Recently I had the chance to give a talk on Bean Validation 1.1 at Berlin Expert Days (BED-Con), a nice mid-sized conference (2 days, 500 attendees) hosted at Freie Universität
in Berlin. As in the last years, BED-Con was a great experience with awesome people and many insightful talks in the fields of Java EE, NoSQL, Continuous Delivery etc. I really can recommend this event which is planned to take place next year again.
My talk on Bean Validation went very well and I got lots of questions on the new functionality. In particular the possibility to use constraints on method parameters and return values (method validation) seems to be a helpful feature for many.
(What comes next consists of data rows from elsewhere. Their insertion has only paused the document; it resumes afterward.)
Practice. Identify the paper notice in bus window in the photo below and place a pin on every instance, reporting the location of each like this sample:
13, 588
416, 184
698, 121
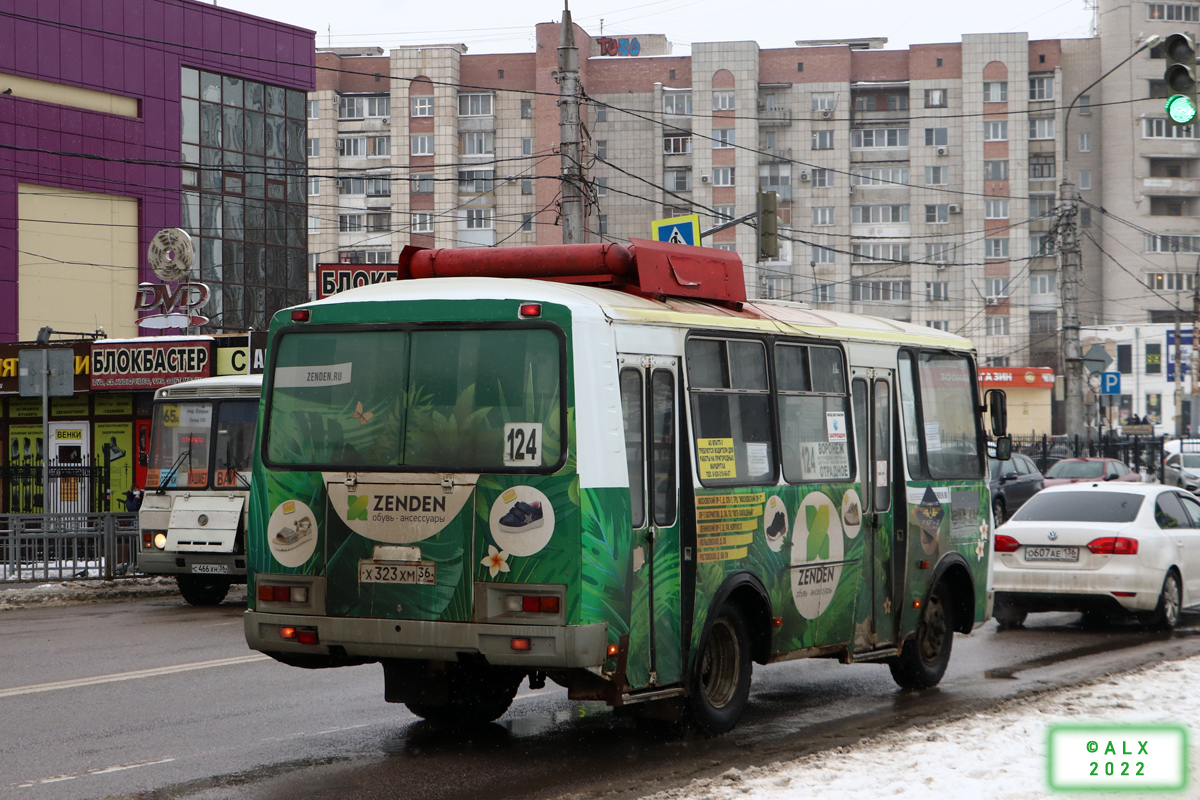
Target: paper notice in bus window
933, 437
717, 461
330, 374
835, 423
757, 459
You can find my slides which discuss the new features on the conference web site (in German, though).
I also used the opportunity to listen to some talks around client side web applications using HTML 5 and REST. There's a lot of activity going on in this field right now, and it appears like a new framework is released every day.
An interesting question to me is how Bean Validation as Java based technology fits into this picture. Bean Validation provides an API for retrieving constraint meta-data from models which could be used to perform a client-side validation of data entered by the user. It would surely be interesting to see how this could be leveraged to expose constraint meta-data e.g. via a REST service and use it on the client with frameworks such as AngularJS. Maybe this is even done by some frameworks already?